Fig. 2: Confirmation and mapping of Chr11p terminal deletions.
figure 2

a RRM1/SNP sequencing after subclonal analysis of HEK293T at D4. C/C/G genotype in RRM1 (in gray) on two SNP positions for NT cells. After editing, clones presented SNP-LOH with C/C (in pink) or C/G genotype (in red).
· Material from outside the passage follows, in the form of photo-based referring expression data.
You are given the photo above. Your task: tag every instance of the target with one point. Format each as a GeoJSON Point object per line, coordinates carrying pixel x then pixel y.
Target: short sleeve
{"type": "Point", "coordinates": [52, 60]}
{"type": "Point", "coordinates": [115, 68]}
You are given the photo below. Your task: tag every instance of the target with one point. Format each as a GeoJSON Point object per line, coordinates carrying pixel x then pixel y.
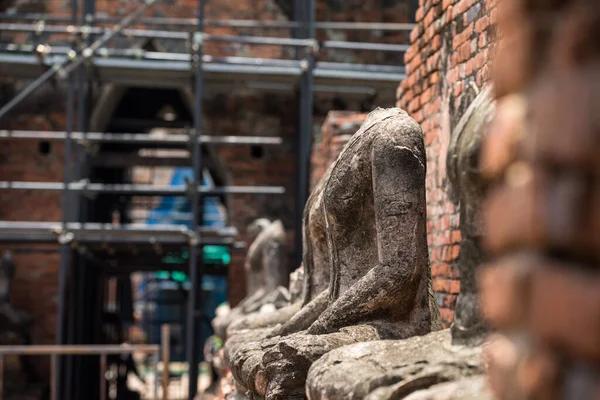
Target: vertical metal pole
{"type": "Point", "coordinates": [65, 250]}
{"type": "Point", "coordinates": [1, 377]}
{"type": "Point", "coordinates": [53, 380]}
{"type": "Point", "coordinates": [196, 261]}
{"type": "Point", "coordinates": [155, 388]}
{"type": "Point", "coordinates": [305, 125]}
{"type": "Point", "coordinates": [165, 345]}
{"type": "Point", "coordinates": [103, 390]}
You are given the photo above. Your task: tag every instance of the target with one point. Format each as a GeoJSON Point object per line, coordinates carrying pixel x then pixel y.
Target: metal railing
{"type": "Point", "coordinates": [102, 350]}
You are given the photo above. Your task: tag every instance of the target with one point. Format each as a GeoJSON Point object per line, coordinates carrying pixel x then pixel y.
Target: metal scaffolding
{"type": "Point", "coordinates": [90, 57]}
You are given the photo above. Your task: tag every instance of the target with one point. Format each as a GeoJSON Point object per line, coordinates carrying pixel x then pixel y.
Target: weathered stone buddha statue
{"type": "Point", "coordinates": [365, 259]}
{"type": "Point", "coordinates": [266, 273]}
{"type": "Point", "coordinates": [441, 365]}
{"type": "Point", "coordinates": [468, 188]}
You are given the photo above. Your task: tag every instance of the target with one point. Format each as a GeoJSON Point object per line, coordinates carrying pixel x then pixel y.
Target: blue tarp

Frequencies of SNP losses are indicated in pie chart for each protocol. LOH frequencies with protocols 1–3 were compared to non-transduced cells by two-sided Chi-square tests. Indels frequency was 63, 83 56% for protocols 1–3, respectively, n correspond to analyzed cells from each polyclonal pool (1 per protocol). b Chromosome analysis in HEK293T clones depending on SNP screening. Left, DNA-FISH (Scale-bar: 5 µm) and array-CGH of one LOH-negative clone. Right, DNA-FISH and array-CGH of LOH-positive clones from protocols #1–3. Deleted area is in red. n correspond to analyzed SNP loss cells (from protocols #1–3). Source data are provided as a Source Data file.

To conclude, in HEK293T cells, CRISPR-Cas9 nuclease induced frequent terminal Chr11p truncations and rare copy-neutral LOH.

None of the top-10-predicted off-target sites were situated on Chr11 (Supplementary Table 2), suggesting that these genetic outcomes were not due to additional off-target cut in the Chr11p. To clarify this prediction, we used HiFi Cas9, which is known to drastically reduce off-target cuts. HiFi Cas9 also increased the frequency of loss of the sub-telomeric probe, confirming that these chromosomal rearrangements were not caused by off-target effects (Fig. 1c right). Frequency of 3G/2O cells with HiFi was twofold lower compared to protocol #3 using regular Cas9 but with a cut-off efficiency also reduced by half (in our experiment, 31% of indels with HiFi versus 61% with wild type Cas9). Taken together these data demonstrate that induced LOH are not dependent to off-target activity of Cas9 nuclease.

CRISPR-Cas9-mediated globin gene targeting can induce extra-large Chr11p CN-LOH in human hematopoietic stem/progenitor cells (HSPCs)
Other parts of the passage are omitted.